14. PETARUNG!

67 8 2
                                    

The biggest mistake that I’ve ever made ... when I decide to go away, so far from Bandung and you.”

—Kadwil, 2018

***

Waktu bergulir, menggiring setiap detik jamnya silih bergantian, sudah sekitar lima jam lebih Auro memilih terlelap dalam tidurnya. Kalau saja tak dekat dengan jarak mushollah, Auro mungkin belum bangkit juga kala adzan akhirnya berkumandang, dan kali ini dia memilih beribadah awal waktu.

Auro membasuh wajahnya dengan wudhu yang segar, kantuknya kini hilang tak bersisa dan dimampukan mengikuti Dhuhur berjamaah.

Siang itu perasaannya mulai berangsur membaik. Lantunan dzikir sebagai akhir peribadahan bekerja dua kali lipat menenangkan peningnya. Dia pernah melihat Ibun tertimpa tipes, dari kejadian tersebut Auro jadi memungut terapi terbaru agar mampu menenangkan seluruh selnya yang mulai penat bekerja keras.

Dzikir.

Seberes beribadah, dia sempat bertemu kakaknya di pelataran batas suci, dia hanya meminta agar dibawakan makanan ke UKS, ia juga bertemu Arkan yang bertanya apakah dia baik-baik saja. Jawabannya tentu tak ingin mencemaskan timnya yang lain.

“Udah,” sodor Auro menyerahkan kotak makanannya kembali pada Aura. Air mineral di dalam botol segera diteguk tak lupa dengan hamdalah-nya.

“Ro, kamu yakin tetap mau tanding?” tanya Aura menjadi cemas. Orang bodoh mana yang tahu potensinya akan menurun ketika kurang sehat tapi tetap memaksakan diri ikut pertandingan?!

Sayup pandangan Aura mengkhawatirkan kondisinya, sembari dibereskan kotak bekal bawaannya tadi naik ke pangkuan. Berharap Auro memperhitungkan kesehatannya juga di atas kesenangannya. Dia tahu basket adalah hidupnya, tapi tak ada jaminan hidupnya masih dapat berlanjut ketika salah mempertimbangkan jalan yang hendak dipilih.

“Tenang aja, gua udah mendingan ini!”

“Emang nggak bisa ya, Ro, kamu diganti yang lain aja? Gimana kalau kamu drop di lapangan nanti, apalagi tandingnya jam-jam panas loh,”
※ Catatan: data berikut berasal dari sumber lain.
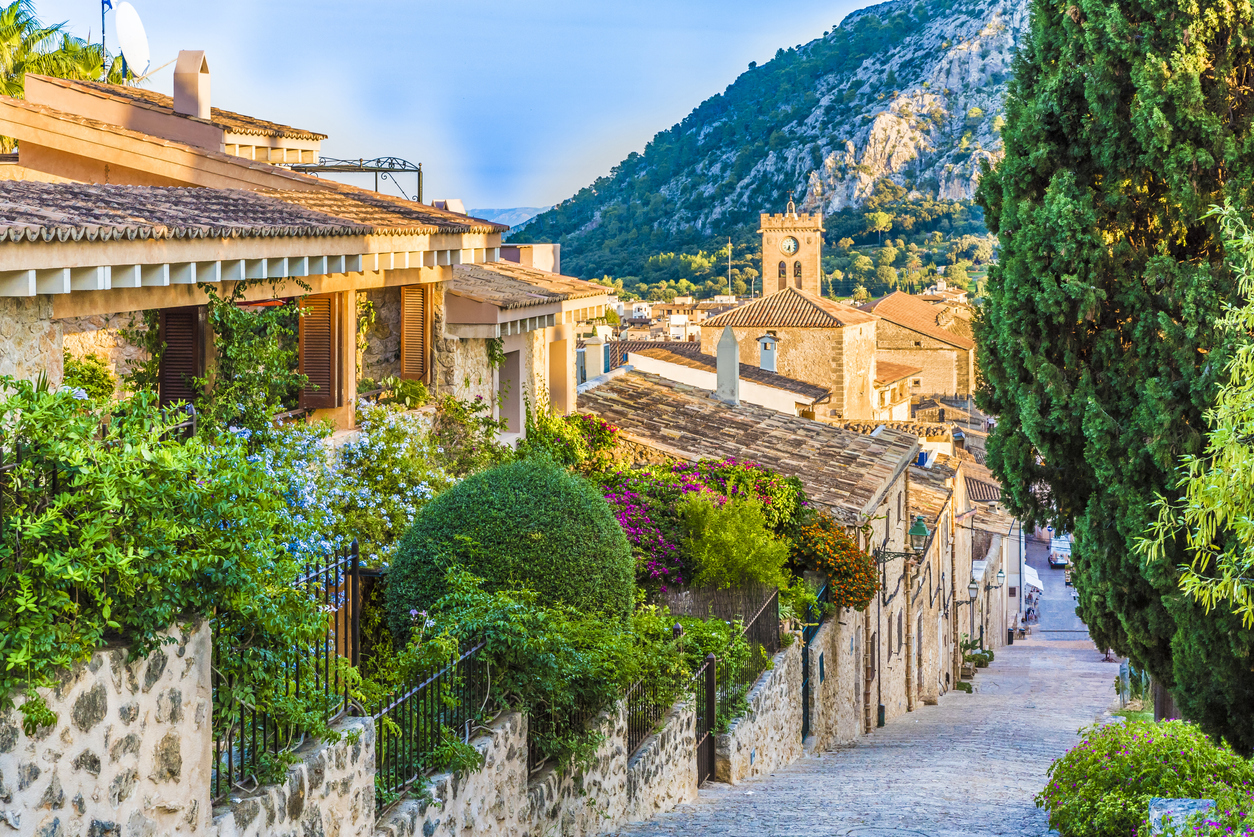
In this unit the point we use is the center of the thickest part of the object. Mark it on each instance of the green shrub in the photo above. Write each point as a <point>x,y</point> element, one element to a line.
<point>1102,787</point>
<point>730,542</point>
<point>161,530</point>
<point>92,374</point>
<point>526,523</point>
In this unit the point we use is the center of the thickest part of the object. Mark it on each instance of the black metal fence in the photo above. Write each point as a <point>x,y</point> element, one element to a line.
<point>705,684</point>
<point>246,741</point>
<point>411,725</point>
<point>809,630</point>
<point>763,634</point>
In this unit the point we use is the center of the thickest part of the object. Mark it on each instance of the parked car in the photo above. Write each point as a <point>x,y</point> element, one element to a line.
<point>1060,552</point>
“Ra, di mana-mana kapten tuh harus ngasih contoh yang baik ke timnya. Nggak boleh lemes apalagi cengeng. Heuh, nggak pernah jadi kapten sih!”

“Tapi kan—”

“Udah deh, Ra! Sana balik aja, modus doang lu lama-lama di UKS! Makasih bekalnya!” sela Auro cepat menghentikan argumen Aura. Dia sama sekali tak butuh pendapat yang tak pernah mendukungnya itu.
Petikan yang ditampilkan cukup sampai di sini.